Ein anderer Komponist des 20. Jahrhunderts, der 1992 in Bern verstorbene Sándor Veress, setzte verschiedene seiner Kompositionen in Bezug zur Malerei. 1951 entstand eine Hommage à Paul Klee, eine Fantasie für zwei Klaviere und Streichorchester über sieben Bilder von Klee. In seinem 1963 komponierten „Tre quadri per pianoforte, violino e violoncello“ über Gemälde Alter Meister hat Veress Gemälde von Claude Lorrain, Nicolas Poussin und im dritten Satz von Pieter Bruegel dem Älteren vor Augen gehabt. Das Gemälde Bauerntanz, 1568/69 entstanden und heute im Kunsthistorischen Museum in Wien befindlich, stand hier Pate. Veress überträgt die wirklichkeitsnahe Darstellung Bruegels, die ungestüme Bewegung des Paares im Vordergrund, den Dudelsackpfeifer, die ganze Palette des Gemäldes in seine musikalische Sprache. Nur noch in Stichworten diese Beispiele von Malerei in der Musik: Giacomo Puccini lässt in seiner Oper „Tosca“ den Maler Cavaradossi, Tenor, in einer Kirche ein Magdalenenbild malen. In seiner Arie „Dammi i colori…“ singt er vom Geheimnis der Kunst, die verschiedenen Farben der Schönheit zu verschmelzen. In der Oper „La Bohème“ lässt Puccini den Maler Marcello, Bariton, ein Bild vom Roten Meer misslingen. Endlos die Zahl der Maler, die Musikinstrumente in ihren Bildern verewigen: Picassos Panflötenspieler, Legers blaue Gitarre, Braque, Chagall und als Beispiel abstrakter Malerei seien Kandinskys Gegenklänge von 1924 genannt, derzeit im Zentrum Paul Klee in Bern anlässlich der Ausstellung „Klee & Kandinsky“ zu sehen.

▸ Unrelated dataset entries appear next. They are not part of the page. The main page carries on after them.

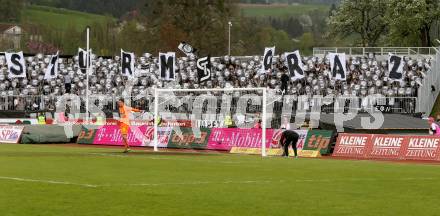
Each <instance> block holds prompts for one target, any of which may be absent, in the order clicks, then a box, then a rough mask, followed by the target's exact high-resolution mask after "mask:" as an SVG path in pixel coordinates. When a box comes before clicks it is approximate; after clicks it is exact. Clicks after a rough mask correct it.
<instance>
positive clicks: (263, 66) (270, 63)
mask: <svg viewBox="0 0 440 216" xmlns="http://www.w3.org/2000/svg"><path fill="white" fill-rule="evenodd" d="M273 50H274V49H273V48H266V52H264V59H263V70H264V72H266V71H267V70H269V69H271V68H272V60H273V55H274V51H273Z"/></svg>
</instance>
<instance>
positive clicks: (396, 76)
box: [389, 55, 403, 80]
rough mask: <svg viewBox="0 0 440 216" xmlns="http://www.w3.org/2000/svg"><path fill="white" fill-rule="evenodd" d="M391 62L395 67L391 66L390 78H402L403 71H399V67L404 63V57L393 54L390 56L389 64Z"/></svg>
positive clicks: (401, 78)
mask: <svg viewBox="0 0 440 216" xmlns="http://www.w3.org/2000/svg"><path fill="white" fill-rule="evenodd" d="M391 63H393V68H391V71H390V79H398V80H400V79H402V77H403V73H402V71H399V67H400V65H401V63H402V58H400V57H399V56H395V55H392V56H391V57H390V62H389V64H390V65H391Z"/></svg>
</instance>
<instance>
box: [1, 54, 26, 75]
mask: <svg viewBox="0 0 440 216" xmlns="http://www.w3.org/2000/svg"><path fill="white" fill-rule="evenodd" d="M5 56H6V62H7V64H8V72H9V74H8V77H9V78H25V77H26V63H25V60H24V57H23V52H18V53H6V54H5Z"/></svg>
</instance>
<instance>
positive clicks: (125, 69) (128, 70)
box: [121, 51, 134, 76]
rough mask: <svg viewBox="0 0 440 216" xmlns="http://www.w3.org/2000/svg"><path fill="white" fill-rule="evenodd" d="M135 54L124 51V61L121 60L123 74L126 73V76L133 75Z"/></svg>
mask: <svg viewBox="0 0 440 216" xmlns="http://www.w3.org/2000/svg"><path fill="white" fill-rule="evenodd" d="M132 57H133V54H132V53H127V52H124V51H122V57H121V59H122V61H121V66H122V74H123V75H126V76H132V75H133V70H134V68H133V67H132V66H134V62H133V61H134V59H132Z"/></svg>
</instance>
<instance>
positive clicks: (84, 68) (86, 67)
mask: <svg viewBox="0 0 440 216" xmlns="http://www.w3.org/2000/svg"><path fill="white" fill-rule="evenodd" d="M86 55H87V54H86V51H85V50H83V49H81V48H80V49H79V51H78V65H79V68H81V70H83V69H86V68H87V63H86ZM83 73H85V70H84V71H83Z"/></svg>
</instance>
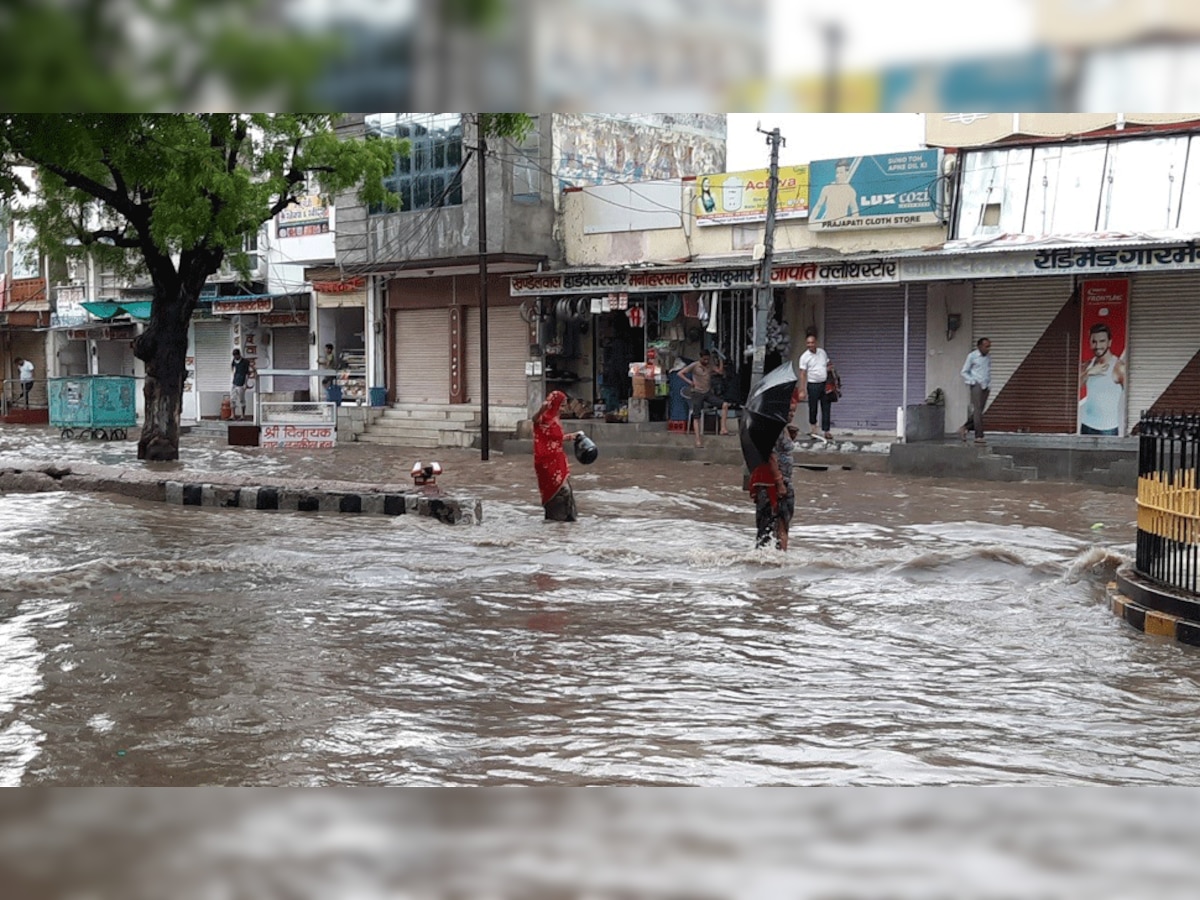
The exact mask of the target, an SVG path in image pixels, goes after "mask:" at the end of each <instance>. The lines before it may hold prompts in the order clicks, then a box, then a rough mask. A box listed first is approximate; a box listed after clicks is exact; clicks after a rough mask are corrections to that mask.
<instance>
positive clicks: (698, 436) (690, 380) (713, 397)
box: [677, 350, 730, 446]
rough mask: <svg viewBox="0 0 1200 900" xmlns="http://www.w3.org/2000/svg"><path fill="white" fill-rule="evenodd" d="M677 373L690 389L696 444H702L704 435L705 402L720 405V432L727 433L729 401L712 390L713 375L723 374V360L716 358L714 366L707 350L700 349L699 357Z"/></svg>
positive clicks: (712, 360) (683, 367) (679, 376)
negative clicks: (718, 395)
mask: <svg viewBox="0 0 1200 900" xmlns="http://www.w3.org/2000/svg"><path fill="white" fill-rule="evenodd" d="M677 374H678V376H679V380H682V382H683V383H684V384H686V385H688V388H689V389H690V390H691V396H690V398H689V401H690V403H691V418H692V421H694V422H695V424H696V446H703V445H704V436H703V432H702V430H701V419H702V416H701V413H702V412H703V410H704V404H706V403H709V404H712V406H714V407H715V406H720V407H721V431H720V433H721V434H728V433H730V430H728V418H730V403H728V401H726V400H725V398H724V397H719V396H716V394H715V392H714V391H713V376H714V374H719V376H724V374H725V361H724V360H718V361H716V365H715V366H714V365H713V355H712V354H710V353H709V352H708V350H701V352H700V359H698V360H696V361H695V362H691V364H689V365H686V366H684V367H683V368H680V370H679V371H678V372H677ZM689 376H690V377H689Z"/></svg>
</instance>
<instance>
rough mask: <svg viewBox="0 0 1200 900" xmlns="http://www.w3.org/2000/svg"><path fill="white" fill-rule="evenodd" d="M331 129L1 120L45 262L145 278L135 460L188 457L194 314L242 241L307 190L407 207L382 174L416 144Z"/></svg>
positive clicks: (132, 121)
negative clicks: (98, 264)
mask: <svg viewBox="0 0 1200 900" xmlns="http://www.w3.org/2000/svg"><path fill="white" fill-rule="evenodd" d="M332 126H334V118H332V116H328V115H302V114H280V115H269V114H254V115H245V114H199V115H190V114H168V115H150V114H125V115H96V114H61V115H0V196H2V194H5V193H12V192H14V191H23V192H31V191H32V188H34V186H32V185H28V184H23V182H22V180H20V179H19V178H17V176H16V175H14V172H13V166H17V164H24V166H31V167H34V169H35V172H36V175H37V185H36V193H34V196H35V197H36V203H35V204H34V205H32V208H31V209H30V210H29V211H28V212H26V214H25V215H26V216H28V217H29V220H30V221H31V222H32V223H34V224H35V226H36V230H37V235H38V236H37V240H38V244H40V245H41V247H42V248H43V251H44V252H48V253H52V254H56V256H83V254H85V253H89V252H90V253H92V254H94V256H95V257H96V258H97V260H98V262H100V263H101V264H102V265H107V266H109V268H116V269H119V270H120V269H126V270H128V269H133V268H137V269H140V270H142V271H144V272H145V274H149V276H150V282H151V284H152V287H154V302H152V305H151V314H150V322H149V323H148V325H146V328H145V330H144V331H143V334H142V335H140V336H139V337H138V338H137V340H136V342H134V346H133V353H134V355H136V356H137V358H138V359H140V360H142V361H143V362H144V364H145V374H146V379H145V391H144V392H145V421H144V425H143V430H142V439H140V440H139V442H138V458H139V460H178V458H179V418H180V410H181V406H182V396H184V377H185V373H186V354H187V330H188V325H190V323H191V318H192V312H193V311H194V310H196V304H197V300H198V298H199V295H200V289H202V288H203V287H204V283H205V281H206V280H208V278H209V276H210V275H212V274H214V272H216V271H217V269H218V268H220V266H221V263H222V262H223V260H224V259H226V258H230V260H232V262H234V263H238V258H239V257H241V247H242V244H244V240H245V238H246V236H247V235H253V234H257V233H258V229H259V227H260V226H262V224H263V223H264V222H266V221H269V220H270V218H271V217H274V216H275V215H276V214H278V212H280V211H282V210H283V209H286V208H287V206H288V205H289V204H290V203H293V202H294V200H295V199H296V197H298V196H299V194H301V193H305V192H307V191H308V190H310V188H308V182H310V179H314V180H316V181H317V182H318V185H319V187H320V190H322V191H323V192H324V193H329V194H332V193H336V192H340V191H347V190H350V188H354V187H358V188H359V194H360V197H361V198H362V200H364V202H365V203H373V204H383V205H385V206H389V208H396V206H397V205H398V198H397V197H396V196H395V194H392V193H390V192H389V191H386V190H385V188H384V186H383V176H384V174H385V173H386V172H390V170H391V167H392V161H394V158H395V154H397V152H402V154H407V151H408V146H407V142H400V140H344V142H343V140H338V138H337V136H336V134H335V133H334V130H332ZM242 259H244V257H242Z"/></svg>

Leonardo da Vinci sei erwähnt, von dem die Zeichnung eines Fantasie-Musikinstruments erhalten ist. Nicht vergessen sei Felix Mendelssohn, der auf seinen Reisen Zeichnungen und Aquarelle fertigte und diese Eindrücke aus der Natur in seine Musik transponierte. Farbklänge – Klangfarben: Es gab Versuche, die Musik von Johann Sebastian Bach in Farben zu projizieren und anlässlich der Gauguin– Ausstellung 2015 in der Fondation Beyeler in Riehen/Basel wurde ein Projekt lanciert, dass der Betrachter die Bilder mit selbst gewählten Musikstücken assoziiere. Karikaturen von Caruso gaben die Anregung, Gedanken um Malerei und Musik nachzugehen, ein so reiches Thema, das ich nur streifen konnte. Von Caruso sehen Sie ein Selbstportrait vor dem Aufnahmetrichter für eine Schallplatte. An der Wand hängt ein Bild des Firmenschilds von „His Masters Voice“ mit dem Jack Russel Terrier, der aufmerksam der Stimme des Grammophons lauscht. Ist es sinnvoll, die Frage zu stellen, welches die ältere Kunst sei, Malerei oder Musik? Erlauben Sie dem Sänger diese Antwort: In der Musik ist der Gesang das Höchste.